Odds of four of a kind holding a pocket pair in holdem

What are the exact odds of making any four of a kind versus any two,three,four or one specific four of a kind, holding a pocket pair in Texas Holdem?

16.473429

I believe you gave me the odds of holding a pocket pair. What are the odds of making four of a kind?

.00327

Thanks, would it be correct to say that .00327* number of players* hands dealt=probability of someone hitting four of a kind?

No it would not. Was hoping someone would challenge my answer. I have absolutely no idea !

I believe you are very close!

You are new here or you would know I just make up numbers. ME, I am not. SIGH

Has anyone else noticed a pattern where a new user, with a handle all in lower case, asks a very specific question on a topic, comments on replies, and then is never heard from again?

Not that I mind. But if it's just one person, there's no need for the multiple identities.

It looks like the probability of being dealt a pocket pair (0.0588) then getting 4 of kind in the next 5 cards (0.00816) is about 0.00048, or 1 in 2083.

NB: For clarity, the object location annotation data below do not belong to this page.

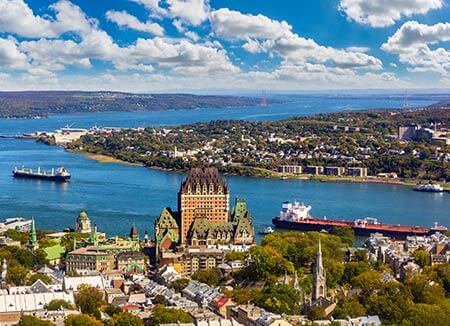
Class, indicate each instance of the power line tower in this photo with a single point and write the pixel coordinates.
(406, 100)
(263, 98)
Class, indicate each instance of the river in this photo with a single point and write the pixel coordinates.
(117, 196)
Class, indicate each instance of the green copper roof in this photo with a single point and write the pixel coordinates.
(54, 252)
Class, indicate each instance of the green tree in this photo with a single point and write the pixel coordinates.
(33, 321)
(425, 315)
(209, 276)
(81, 320)
(57, 304)
(89, 299)
(280, 299)
(163, 315)
(422, 258)
(111, 310)
(349, 307)
(346, 234)
(125, 319)
(38, 276)
(16, 274)
(160, 300)
(317, 313)
(180, 284)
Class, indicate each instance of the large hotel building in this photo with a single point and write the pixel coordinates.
(204, 194)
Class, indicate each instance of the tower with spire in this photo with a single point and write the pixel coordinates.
(319, 289)
(32, 239)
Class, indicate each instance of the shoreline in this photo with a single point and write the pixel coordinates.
(103, 158)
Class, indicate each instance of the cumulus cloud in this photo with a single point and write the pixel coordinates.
(381, 13)
(231, 24)
(17, 18)
(411, 43)
(124, 19)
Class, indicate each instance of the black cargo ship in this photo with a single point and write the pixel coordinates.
(58, 175)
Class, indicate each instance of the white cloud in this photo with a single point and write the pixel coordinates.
(124, 19)
(381, 13)
(17, 18)
(231, 24)
(193, 11)
(411, 43)
(10, 55)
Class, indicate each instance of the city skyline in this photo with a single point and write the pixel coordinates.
(198, 45)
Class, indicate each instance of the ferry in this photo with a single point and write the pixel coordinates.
(59, 175)
(267, 230)
(295, 216)
(429, 188)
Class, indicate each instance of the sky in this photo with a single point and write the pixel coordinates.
(224, 45)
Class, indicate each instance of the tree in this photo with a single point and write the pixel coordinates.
(345, 233)
(89, 299)
(81, 320)
(163, 315)
(125, 319)
(317, 313)
(160, 300)
(16, 274)
(57, 304)
(209, 276)
(33, 321)
(180, 284)
(349, 307)
(280, 299)
(38, 276)
(111, 310)
(422, 258)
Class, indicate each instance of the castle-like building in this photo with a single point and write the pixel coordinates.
(203, 218)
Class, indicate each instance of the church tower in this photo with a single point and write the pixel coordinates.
(83, 223)
(32, 239)
(319, 289)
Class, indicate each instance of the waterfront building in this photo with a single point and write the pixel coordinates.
(290, 169)
(406, 132)
(83, 224)
(204, 194)
(204, 218)
(334, 170)
(357, 172)
(32, 238)
(319, 289)
(314, 169)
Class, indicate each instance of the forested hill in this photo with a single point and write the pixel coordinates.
(43, 103)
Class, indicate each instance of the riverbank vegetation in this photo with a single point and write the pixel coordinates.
(42, 103)
(348, 139)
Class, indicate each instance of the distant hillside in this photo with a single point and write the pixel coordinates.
(43, 103)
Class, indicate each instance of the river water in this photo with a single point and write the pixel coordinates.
(117, 196)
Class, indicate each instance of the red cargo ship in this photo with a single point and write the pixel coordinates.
(296, 217)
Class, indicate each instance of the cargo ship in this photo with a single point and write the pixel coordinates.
(58, 175)
(295, 216)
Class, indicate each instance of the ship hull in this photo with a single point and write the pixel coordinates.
(327, 226)
(55, 178)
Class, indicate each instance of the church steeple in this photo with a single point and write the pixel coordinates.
(319, 279)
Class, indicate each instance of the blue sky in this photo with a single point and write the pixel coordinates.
(224, 45)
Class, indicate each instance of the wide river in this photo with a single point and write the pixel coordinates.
(117, 196)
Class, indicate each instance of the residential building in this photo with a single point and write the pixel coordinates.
(290, 169)
(89, 258)
(357, 172)
(314, 169)
(335, 170)
(131, 262)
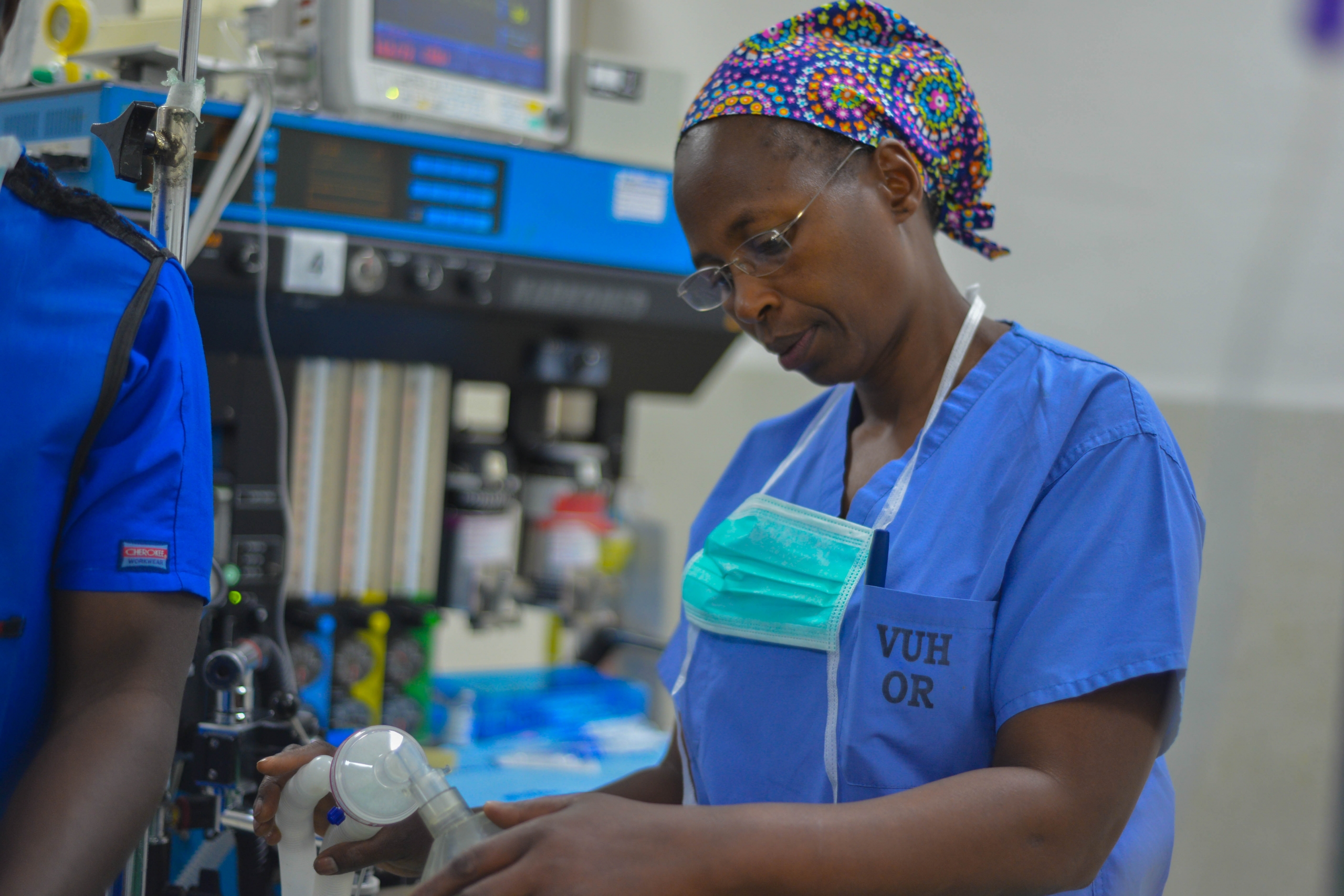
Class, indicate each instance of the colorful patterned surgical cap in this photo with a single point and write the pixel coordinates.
(860, 70)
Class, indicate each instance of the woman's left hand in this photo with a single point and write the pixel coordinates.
(581, 844)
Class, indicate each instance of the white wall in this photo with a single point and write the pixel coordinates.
(1168, 176)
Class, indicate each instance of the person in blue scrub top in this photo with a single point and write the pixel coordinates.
(936, 621)
(107, 532)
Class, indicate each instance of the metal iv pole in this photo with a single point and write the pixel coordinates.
(158, 144)
(171, 145)
(175, 140)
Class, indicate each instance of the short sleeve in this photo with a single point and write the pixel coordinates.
(1102, 582)
(143, 519)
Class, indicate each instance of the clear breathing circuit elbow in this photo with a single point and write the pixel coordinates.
(381, 775)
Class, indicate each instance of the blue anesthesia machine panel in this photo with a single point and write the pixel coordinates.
(385, 183)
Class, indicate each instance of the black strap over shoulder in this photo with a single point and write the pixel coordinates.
(119, 358)
(37, 187)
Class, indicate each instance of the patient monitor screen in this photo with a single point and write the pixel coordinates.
(498, 41)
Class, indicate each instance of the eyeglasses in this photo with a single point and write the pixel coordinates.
(760, 256)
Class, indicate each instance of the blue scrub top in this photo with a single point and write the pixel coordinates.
(1049, 546)
(143, 518)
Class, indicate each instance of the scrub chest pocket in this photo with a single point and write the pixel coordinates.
(917, 705)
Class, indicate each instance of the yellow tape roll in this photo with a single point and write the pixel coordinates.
(68, 25)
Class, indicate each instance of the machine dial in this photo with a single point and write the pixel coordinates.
(368, 270)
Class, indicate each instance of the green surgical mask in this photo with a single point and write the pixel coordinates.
(774, 571)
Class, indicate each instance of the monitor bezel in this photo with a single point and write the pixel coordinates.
(356, 82)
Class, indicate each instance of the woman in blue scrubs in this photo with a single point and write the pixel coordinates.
(934, 623)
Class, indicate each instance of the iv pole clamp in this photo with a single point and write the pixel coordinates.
(170, 147)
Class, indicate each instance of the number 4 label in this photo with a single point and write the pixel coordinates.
(315, 262)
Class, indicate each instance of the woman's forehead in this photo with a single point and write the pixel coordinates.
(730, 182)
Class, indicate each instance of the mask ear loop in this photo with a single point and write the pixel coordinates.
(889, 513)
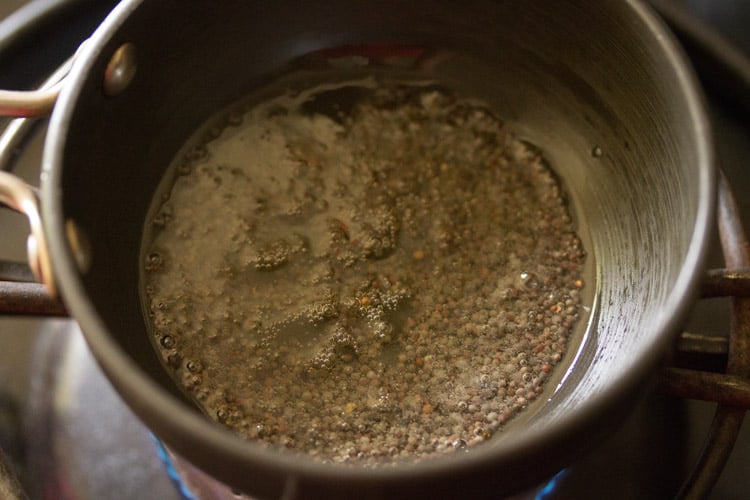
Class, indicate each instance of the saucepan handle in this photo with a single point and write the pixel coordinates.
(21, 297)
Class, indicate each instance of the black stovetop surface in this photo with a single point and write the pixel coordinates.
(647, 458)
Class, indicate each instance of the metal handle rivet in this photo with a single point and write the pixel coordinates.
(120, 70)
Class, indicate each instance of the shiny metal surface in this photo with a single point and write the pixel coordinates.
(19, 196)
(570, 76)
(121, 70)
(724, 492)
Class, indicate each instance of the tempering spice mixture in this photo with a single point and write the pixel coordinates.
(392, 280)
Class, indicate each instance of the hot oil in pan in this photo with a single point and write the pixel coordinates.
(363, 271)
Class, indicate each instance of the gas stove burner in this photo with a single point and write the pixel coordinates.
(68, 435)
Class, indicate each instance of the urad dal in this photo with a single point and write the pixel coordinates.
(364, 272)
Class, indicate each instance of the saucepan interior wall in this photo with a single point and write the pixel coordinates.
(572, 78)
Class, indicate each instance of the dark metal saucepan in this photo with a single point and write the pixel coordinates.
(575, 77)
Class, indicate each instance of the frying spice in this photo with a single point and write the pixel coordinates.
(392, 279)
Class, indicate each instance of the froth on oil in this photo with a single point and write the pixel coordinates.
(363, 271)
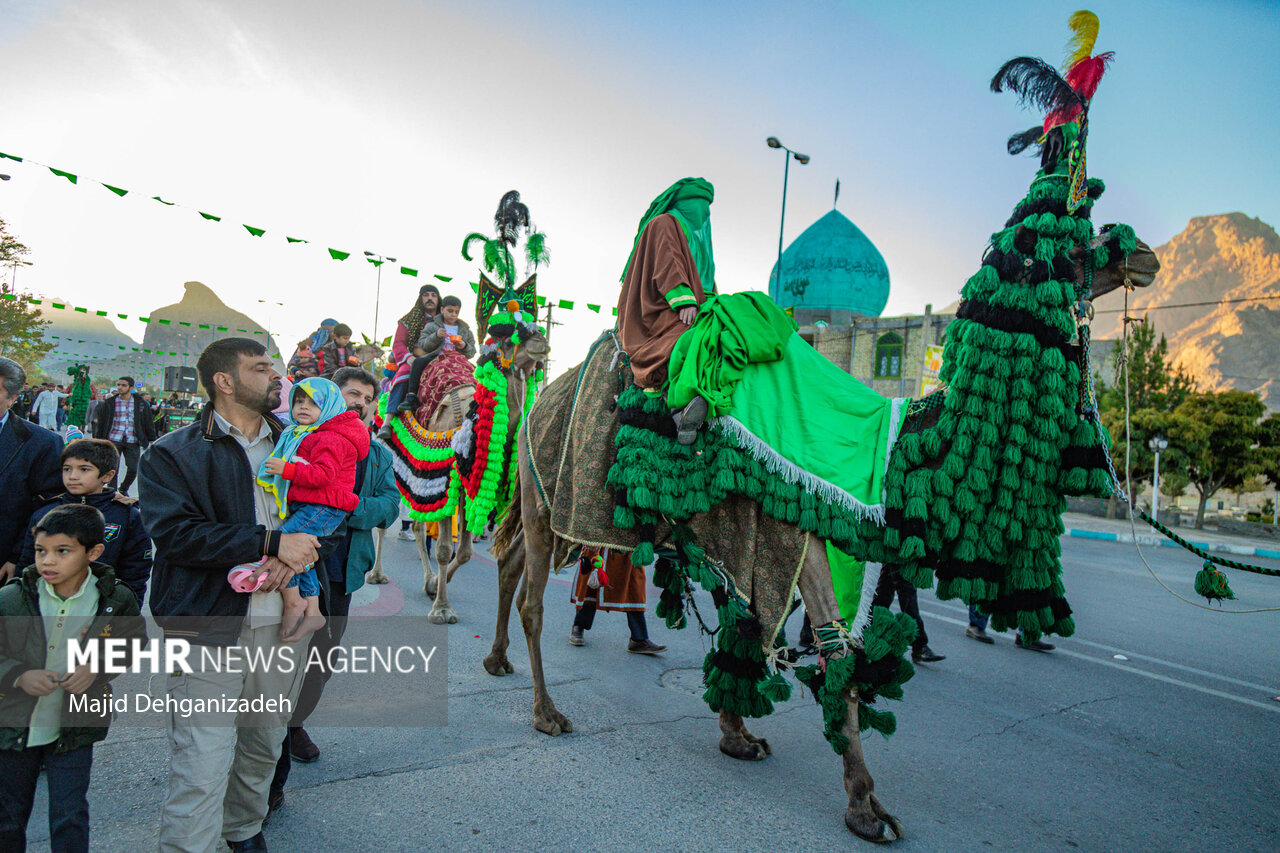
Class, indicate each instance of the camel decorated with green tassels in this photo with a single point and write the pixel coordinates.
(974, 488)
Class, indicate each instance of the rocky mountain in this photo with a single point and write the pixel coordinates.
(192, 323)
(1217, 301)
(85, 337)
(183, 328)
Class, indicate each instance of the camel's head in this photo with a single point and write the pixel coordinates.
(522, 346)
(449, 411)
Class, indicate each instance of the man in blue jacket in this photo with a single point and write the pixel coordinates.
(28, 468)
(343, 569)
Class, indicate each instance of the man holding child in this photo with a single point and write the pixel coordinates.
(206, 514)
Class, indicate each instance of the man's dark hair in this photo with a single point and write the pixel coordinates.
(223, 356)
(355, 374)
(97, 452)
(12, 375)
(80, 521)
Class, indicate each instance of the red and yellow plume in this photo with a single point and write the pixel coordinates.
(1083, 71)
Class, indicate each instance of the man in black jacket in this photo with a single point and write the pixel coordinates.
(206, 514)
(127, 422)
(28, 468)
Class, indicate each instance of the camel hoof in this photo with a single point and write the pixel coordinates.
(442, 616)
(553, 723)
(498, 665)
(745, 749)
(873, 824)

You can estimate the probability of anyone getting 4 of kind using your formula, but I don't think it's exactly correct

close enough thank you. I think you have a handle on it.

According to wikipedia the probability of getting 4 of a kind using the best 5-cards out of a 7-card poker hand is:
p = 0.168% or about 1/3 of your value.

Frequency of 7-card poker hands

A better approximation is to assume a Bernoulli trial. Probability P of a specific hand occurring exactly x times in N hands given a probability p of occurring in one hand is a Bernoulli trial:

P(x) = COMB * p ^x * (1 - p) ^ (N - x)

where COMB = N! / x! (N-x)!

The approximation is to assume that each hand dealt to each player is independent when in actuality they are not. Therefore:

N = n * h (approximately)

where n = number of players
h = number of hands dealt

The probability of getting at least one hand (i.e. one or more) is:

P(x>0) = 1 - P(x=0)
= 1 - (N! / 0! (N-0)! ) p ^ 0 (1 - p) ^ (N - 0)
= 1 - (1 - p) ^ (n*h)

So for 10 players playing 100 hands and p = 0.168%:

P( x > 0 ) = 1 - (1 - 0.168%) ^ (10)(100)
= 1 - 18.5%
= 81.5%

Using your approximation:

P( x > 0) = (0.168%)(10)(100)
= 168%

which is clearly nonsensical.

Kinda looks like 10-Player chance.

You have 9-9... there are 18 other cards that cannot be a 9.
That leaves 32 cards eligibile for the remaining 2 nines.
Of the 32 cards remaining, five will be drawn that must contain both nines.
There are 13 possible pocket pairs 2 to Ace.

There is also the chance that TWO players draw quads following the example...

9-9 : K99KX where x is any other card, and also this case
9-9 : K99KK where one player has the case King, again, there are 12 possible "2nd Quads"

Gool Luck